Я посмотрела на него поверх стакана и улыбнулась:
– Пока нет, но я верю в удачу.
Максим приглашение к легкому разговору не принял и очень серьезно спросил:
– Что заставило вас приехать сюда и заняться поисками?
– О коллекции говорят давно. Слухи ходят разные. Галлер был загадочным художником. А мне, как и вам, интересно все необычное.
– Но приехали вы именно сейчас! Не раньше и не позже! Почему? – не сдавался Максим.
Я задумчиво посмотрела на него, делая вид, что колеблюсь. Максим следил за мной горящими от любопытства глазами. Вдоволь подразнив его, я туманно проронила:
– Появилась информация. Я приехала ее проверить.
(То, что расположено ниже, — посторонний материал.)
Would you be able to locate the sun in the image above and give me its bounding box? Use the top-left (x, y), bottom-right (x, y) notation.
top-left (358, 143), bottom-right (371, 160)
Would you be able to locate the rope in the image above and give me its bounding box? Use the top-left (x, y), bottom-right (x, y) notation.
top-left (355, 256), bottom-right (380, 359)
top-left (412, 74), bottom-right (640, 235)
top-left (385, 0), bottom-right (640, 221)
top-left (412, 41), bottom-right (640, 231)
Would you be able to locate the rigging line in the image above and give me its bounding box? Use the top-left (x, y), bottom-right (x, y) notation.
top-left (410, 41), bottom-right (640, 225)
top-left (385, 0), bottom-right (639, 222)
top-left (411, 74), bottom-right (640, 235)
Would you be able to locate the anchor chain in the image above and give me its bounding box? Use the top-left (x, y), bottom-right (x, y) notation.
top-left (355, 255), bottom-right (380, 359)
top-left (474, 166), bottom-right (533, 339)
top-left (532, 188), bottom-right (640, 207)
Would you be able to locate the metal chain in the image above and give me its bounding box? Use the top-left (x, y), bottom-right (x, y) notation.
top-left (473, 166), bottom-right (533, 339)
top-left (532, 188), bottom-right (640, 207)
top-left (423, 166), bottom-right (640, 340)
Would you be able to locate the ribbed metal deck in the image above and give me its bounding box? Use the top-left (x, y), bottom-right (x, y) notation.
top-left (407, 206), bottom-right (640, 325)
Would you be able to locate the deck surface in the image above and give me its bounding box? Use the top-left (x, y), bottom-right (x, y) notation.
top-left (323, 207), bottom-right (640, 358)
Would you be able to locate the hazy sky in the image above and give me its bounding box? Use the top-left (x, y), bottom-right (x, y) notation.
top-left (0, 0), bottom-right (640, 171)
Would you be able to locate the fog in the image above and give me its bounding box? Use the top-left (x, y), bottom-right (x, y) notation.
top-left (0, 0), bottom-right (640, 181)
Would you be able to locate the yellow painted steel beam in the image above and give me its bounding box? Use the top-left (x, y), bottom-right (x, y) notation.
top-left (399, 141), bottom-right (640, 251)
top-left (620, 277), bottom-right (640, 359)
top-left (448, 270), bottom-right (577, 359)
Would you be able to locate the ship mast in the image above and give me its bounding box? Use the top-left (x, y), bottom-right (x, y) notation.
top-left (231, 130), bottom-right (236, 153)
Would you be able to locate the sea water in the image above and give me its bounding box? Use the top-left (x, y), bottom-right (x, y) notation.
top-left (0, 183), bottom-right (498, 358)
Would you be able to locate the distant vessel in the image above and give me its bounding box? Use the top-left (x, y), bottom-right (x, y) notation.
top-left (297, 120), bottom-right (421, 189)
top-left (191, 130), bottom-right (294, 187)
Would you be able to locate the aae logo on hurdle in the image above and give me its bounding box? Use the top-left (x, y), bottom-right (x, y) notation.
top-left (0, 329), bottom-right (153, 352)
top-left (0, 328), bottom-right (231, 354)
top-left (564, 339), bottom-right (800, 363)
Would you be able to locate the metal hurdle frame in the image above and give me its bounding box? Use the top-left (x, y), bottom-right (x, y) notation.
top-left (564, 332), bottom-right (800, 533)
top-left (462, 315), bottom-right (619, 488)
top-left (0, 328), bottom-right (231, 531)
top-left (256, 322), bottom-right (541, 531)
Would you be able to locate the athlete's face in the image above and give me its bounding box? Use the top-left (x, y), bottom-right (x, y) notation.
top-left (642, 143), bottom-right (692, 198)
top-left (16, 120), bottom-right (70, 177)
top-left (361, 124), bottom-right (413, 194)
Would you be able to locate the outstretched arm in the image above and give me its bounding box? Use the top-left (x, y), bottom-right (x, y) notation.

– Что коллекция цела и находится здесь, да?
Я поставила стакан на стол и откинулась на спинку кресла.
– Ну... в общем... да!
– Проверили?
– Пока пусто.
Он хотел спросить что-то еще, но зазвонил его мобильный.
– Да, – недовольно отозвался Максим.
Услышав, кто звонит, он быстро поднялся и вышел в коридор. Видно, звонок был настолько важен для него, что, не боясь показаться невежливым, он без извинений оставил меня одну.
Когда хозяин вернулся, я скучала, глядя в проем распахнутой балконной двери. Максим попытался продолжить беседу, но получалось у него неважно. Звонок, судя по всему, оказался неприятным и настроение Максиму испортил. Я не стала его томить и начала прощаться. Он меня не удерживал. С заметным облегчением проводил до двери и, не успела я покинуть номер, с треском захлопнул ее за моей спиной. Вечер закончился неожиданно, но я этим фактом не была огорчена. То, что входило в мои планы, я сделала.